Alexander Miller, MD1, Obaida Dairi, DO1, Timothy B.. Gardner, MD, MS2 1Dartmouth-Hitchcock Medical Center, Lebanon, NH; 2Dartmouth Hitchcock Medical Center, Lebanon, NH
Introduction: Fenestrated cholecystectomy is one strategy that surgeons consider during a difficult cholecystectomy when a total laparoscopic or open cholecystectomy is not possible. However, fenestrated cholecystectomy is known to increase the risk of bile leak, with a bile leak occurring in 12.2%1 of patients who receive a fenestrated cholecystectomy compared to rates ranging from 0.25%-2%2 for all other forms of cholecystectomy. Thus, being able to identify an endoscopic intervention that may improve outcomes (specifically bile leak resolution) in patients who receive a fenestrated cholecystectomy is necessary.
Methods: We retrospectively reviewed 356 cases of bile leaks that occurred over a ten-year period from 2014-2024. We excluded 325 cases that did not involve a fenestrated cholecystectomy. We divided the fenestrated cholecystectomy cases into those requiring two or less ERCPs for management of the bile leak versus those requiring three or more ERCPs. We then compared the patient characteristics and endoscopic interventions between the two groups with the goal of identifying an upfront endoscopic approach that would improve outcomes. Our primary outcome was resolution of the bile leak requiring the least amount of repeat intervention.
Results: Out of 31 bile leaks resulting from a fenestrated cholecystectomy, six were excluded (reasons noted in figure 1).
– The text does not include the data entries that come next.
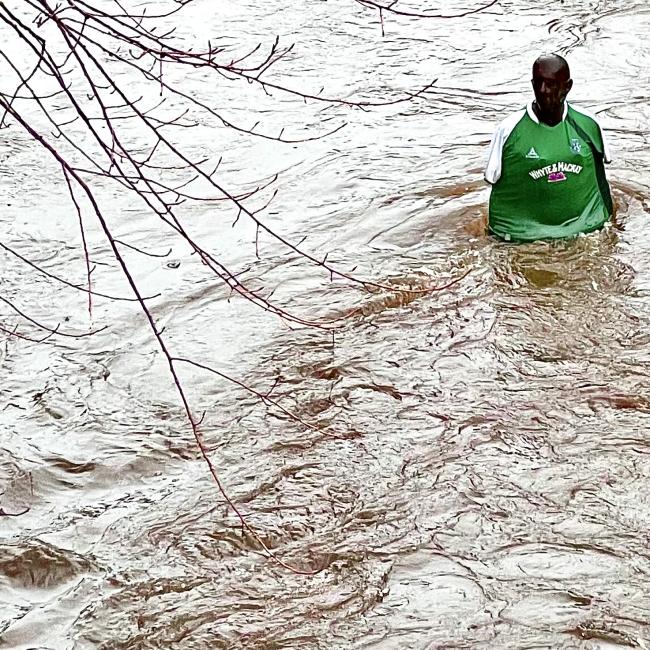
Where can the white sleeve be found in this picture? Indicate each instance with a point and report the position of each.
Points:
(495, 153)
(607, 152)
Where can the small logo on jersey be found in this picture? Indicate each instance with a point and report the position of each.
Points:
(556, 172)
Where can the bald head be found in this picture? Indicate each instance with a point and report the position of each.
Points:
(552, 64)
(551, 83)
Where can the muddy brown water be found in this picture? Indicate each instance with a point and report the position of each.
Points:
(478, 476)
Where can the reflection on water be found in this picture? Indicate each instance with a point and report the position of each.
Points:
(474, 474)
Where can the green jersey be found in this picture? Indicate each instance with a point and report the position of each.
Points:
(548, 181)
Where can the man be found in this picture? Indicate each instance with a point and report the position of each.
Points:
(545, 164)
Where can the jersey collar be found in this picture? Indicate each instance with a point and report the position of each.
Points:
(531, 112)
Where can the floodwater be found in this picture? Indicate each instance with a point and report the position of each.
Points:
(462, 468)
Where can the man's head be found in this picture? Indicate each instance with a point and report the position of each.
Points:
(551, 83)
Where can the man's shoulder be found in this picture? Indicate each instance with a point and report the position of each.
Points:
(508, 124)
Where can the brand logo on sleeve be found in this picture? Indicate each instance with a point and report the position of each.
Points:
(555, 173)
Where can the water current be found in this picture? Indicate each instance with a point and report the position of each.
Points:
(477, 475)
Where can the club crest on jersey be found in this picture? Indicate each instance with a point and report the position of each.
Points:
(555, 173)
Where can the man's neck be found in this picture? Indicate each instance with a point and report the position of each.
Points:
(550, 119)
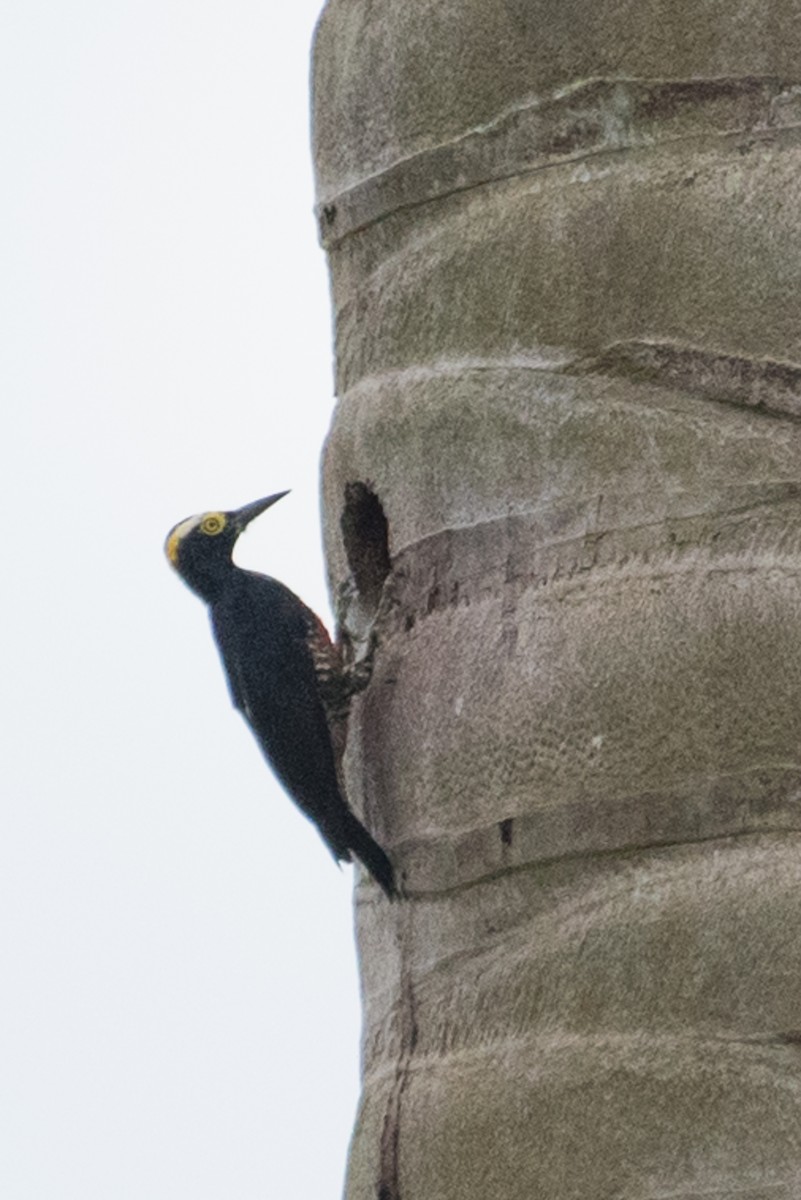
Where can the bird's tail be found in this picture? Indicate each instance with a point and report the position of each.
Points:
(368, 852)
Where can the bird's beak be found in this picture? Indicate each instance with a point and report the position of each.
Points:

Of the remaining 25, 68% had two or less ERCPs, while 32% had three or more ERCPs. We did not observe a difference in age, gender, or type of fenestrated cholecystectomy performed. We observed that patients that had three or more ERCPs required multiple interventions as a result of initial biliary stent placement alone without a biliary sphincterotomy when compared with two or less ERCPs, 25% vs. 0% (p=0.0933). We also observed a trend near statistical significance that those with two or less ERCPs compared to the three or more ERCPs were managed upfront with biliary stent placement in conjunction with a sphincterotomy, 88.25% vs 50% (p=0.0593).
Discussion: Patients with a bile leak following fenestrated cholecystectomy are potentially at risk for multiple recurrent endoscopic intervention (specifically, more than two ERCPs) if they are not treated upfront with a combination of a biliary stent placement combined with sphincterotomy. Randomized control trials with an increased sample size will be necessary to confirm this trend.
1. Toro A et al., World J Emerg Surg, 2021 Sep 8, 16(1):45 2. Brunt LM et al., Ann Surg, 2020 Jul, 272(1):3-23
Figure: Flow Chart of Excluded Cases and Distribution of Included Cases
Note: The table for this abstract can be viewed in the ePoster Gallery section of the ACG 2024 ePoster Site or in The American Journal of Gastroenterology's abstract supplement issue, both of which will be available starting October 27, 2024.
Disclosures:
Alexander Miller indicated no relevant financial relationships.
Obaida Dairi indicated no relevant financial relationships.
Timothy Gardner indicated no relevant financial relationships.
Alexander Miller, MD1, Obaida Dairi, DO1, Timothy B.. Gardner, MD, MS2. P4502 - Fenestrated Gallbladders and Bile Leaks: An Upfront Endoscopic Approach to Improve Outcomes, ACG 2024 Annual Scientific Meeting Abstracts. Philadelphia, PA: American College of Gastroenterology.